The Company is in the process of unblinding the data and has indicated that it hopes to have that data available about this coming July-August. I am not sure how realistic that target is given that the task of retrieving and then verifying large amounts of data is fairly daunting, but the Company must be reasonably confident of doing so by nominating a target date.
The fate of the trial and the data in the event of a negative outcome speaks for itself and there is little point in dwelling that situation. So let’s assume for the sake of discussion that the unblinded data proves to be positive. What are the options for the Company in that situation?
Attracting the interest of a major pharmaceutical player seems one likely option. A positive trial outcome would do what hasn’t been possible before, and that is to provide unequivocal proof of efficacy in a blinded, double-arm study. It is difficult to pinpoint why there has been so little apparent interest from major pharma in phenoxodiol to date when those companies often in-licence drugs with far less clinical data than phenoxodiol. A mindset that has trouble accepting that a drug can be potently cytotoxic against cancer cells but completely spare normal cells, or a drug that works by a mechanism (tNOX inhibition) that has little cache in cancer circles, are the sorts of cynicism that Novogen almost certainly would face. But nothing speaks like success, and an ability to reverse a high level of resistance to carboplatin where nothing previously has worked should go a long way to dissolving those prejudices.
Another option is to continue to pursue the Accelerated Approval application with the FDA. For this, we need to look at where the trial is now in relation to the milestones set by the FDA.
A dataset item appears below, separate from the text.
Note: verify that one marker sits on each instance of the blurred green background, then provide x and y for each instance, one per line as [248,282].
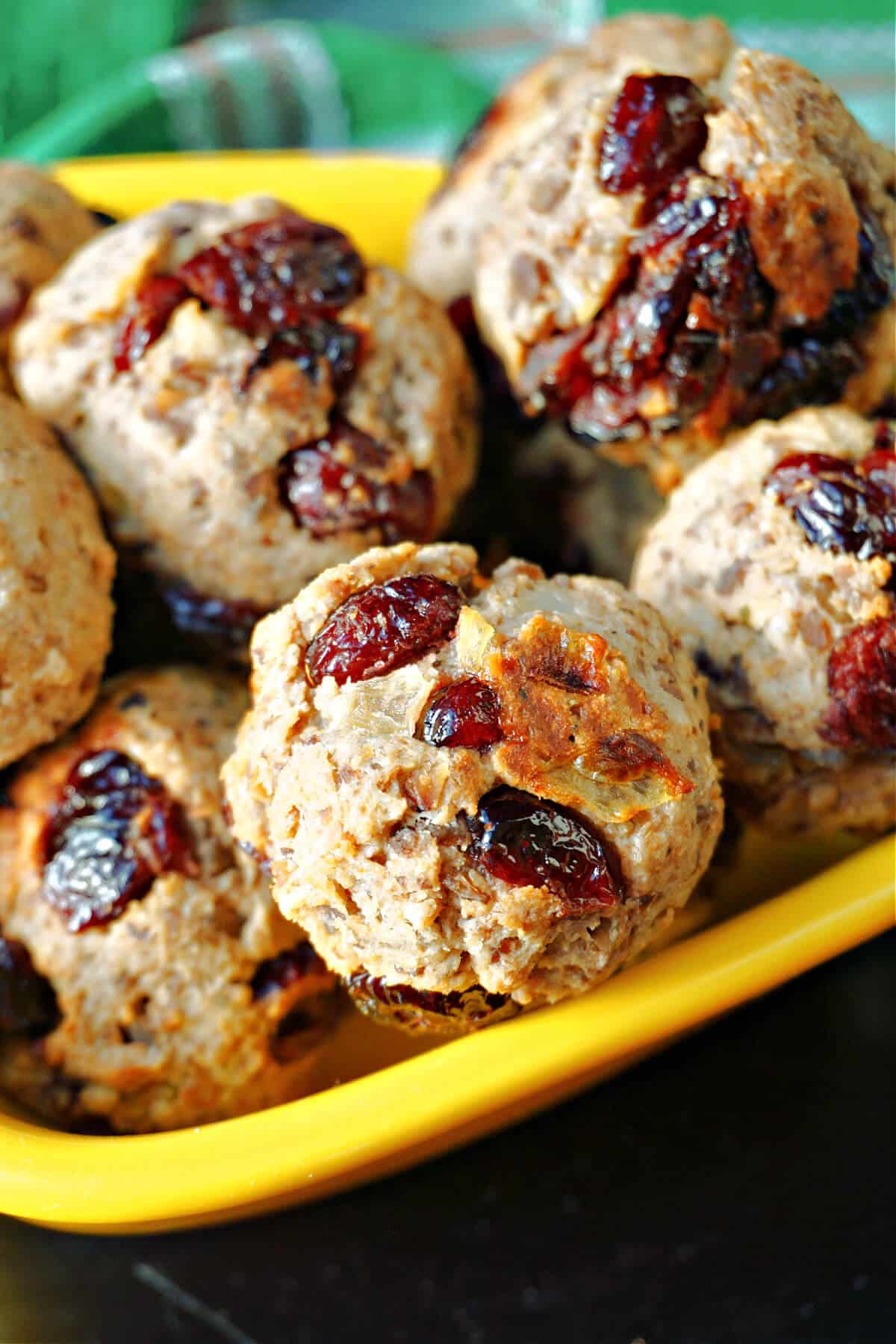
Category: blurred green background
[117,77]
At the 2008 Annual General Meeting, the Company explained that the number of events that would form the basis of the final analysis was 190, and exactly half of that (95) for the interim analysis. The purpose of a total recruitment of 340 patients was to allow a healthy margin for patient drop-outs and matters such as incorrect patient management that would make a patient’s data ineligible. A total of 340 patients provided some certainty in getting to 190 analysable events.
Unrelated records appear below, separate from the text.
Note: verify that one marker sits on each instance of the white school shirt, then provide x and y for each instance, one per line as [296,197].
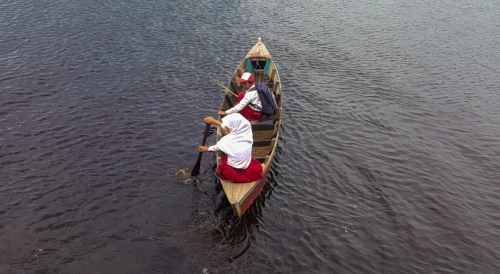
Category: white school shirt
[251,99]
[237,145]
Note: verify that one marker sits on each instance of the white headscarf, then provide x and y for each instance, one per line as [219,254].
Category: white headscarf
[238,143]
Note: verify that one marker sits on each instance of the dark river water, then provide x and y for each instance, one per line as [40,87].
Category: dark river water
[388,162]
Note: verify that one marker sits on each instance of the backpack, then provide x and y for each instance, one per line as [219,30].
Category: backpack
[267,99]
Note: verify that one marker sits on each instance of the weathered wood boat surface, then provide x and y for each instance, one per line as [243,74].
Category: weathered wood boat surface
[259,62]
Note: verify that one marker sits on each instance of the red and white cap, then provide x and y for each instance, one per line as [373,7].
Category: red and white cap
[246,77]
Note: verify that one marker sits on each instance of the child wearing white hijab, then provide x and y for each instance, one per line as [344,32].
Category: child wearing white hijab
[237,165]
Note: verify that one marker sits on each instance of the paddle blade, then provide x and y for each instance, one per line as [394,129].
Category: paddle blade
[196,169]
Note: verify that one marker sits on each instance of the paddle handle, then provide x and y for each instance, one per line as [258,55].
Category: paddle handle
[196,169]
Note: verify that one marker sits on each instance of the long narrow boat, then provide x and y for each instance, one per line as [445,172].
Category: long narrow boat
[259,62]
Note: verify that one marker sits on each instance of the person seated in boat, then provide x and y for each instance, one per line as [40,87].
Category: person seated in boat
[237,165]
[248,104]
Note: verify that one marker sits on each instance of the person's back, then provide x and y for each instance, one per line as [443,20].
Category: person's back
[250,105]
[237,165]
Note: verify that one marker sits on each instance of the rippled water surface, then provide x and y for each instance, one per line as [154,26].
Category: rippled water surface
[388,160]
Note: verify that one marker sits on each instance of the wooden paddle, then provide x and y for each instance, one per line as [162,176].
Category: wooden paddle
[196,169]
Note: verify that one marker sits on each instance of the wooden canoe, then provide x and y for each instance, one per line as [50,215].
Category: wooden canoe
[259,62]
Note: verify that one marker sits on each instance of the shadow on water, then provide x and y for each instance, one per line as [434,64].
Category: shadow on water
[238,233]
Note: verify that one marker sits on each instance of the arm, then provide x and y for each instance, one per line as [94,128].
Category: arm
[211,120]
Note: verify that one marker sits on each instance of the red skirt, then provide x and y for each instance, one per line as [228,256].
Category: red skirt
[252,173]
So the first milestone to hit is 95 events. Is this likely from 141 patients? Probably, is the best guess.
From there, the arguments in favour of the Company would probably be along the lines of:
- that completion of the study was impractical;
- that the usual situation where a study was halted after the interim analysis without any meaningful data on the primary endpoint does not apply here. In OVATURE, the data being analysed at the interim analysis is the primary endpoint;
- that the drug was without significant safety issues.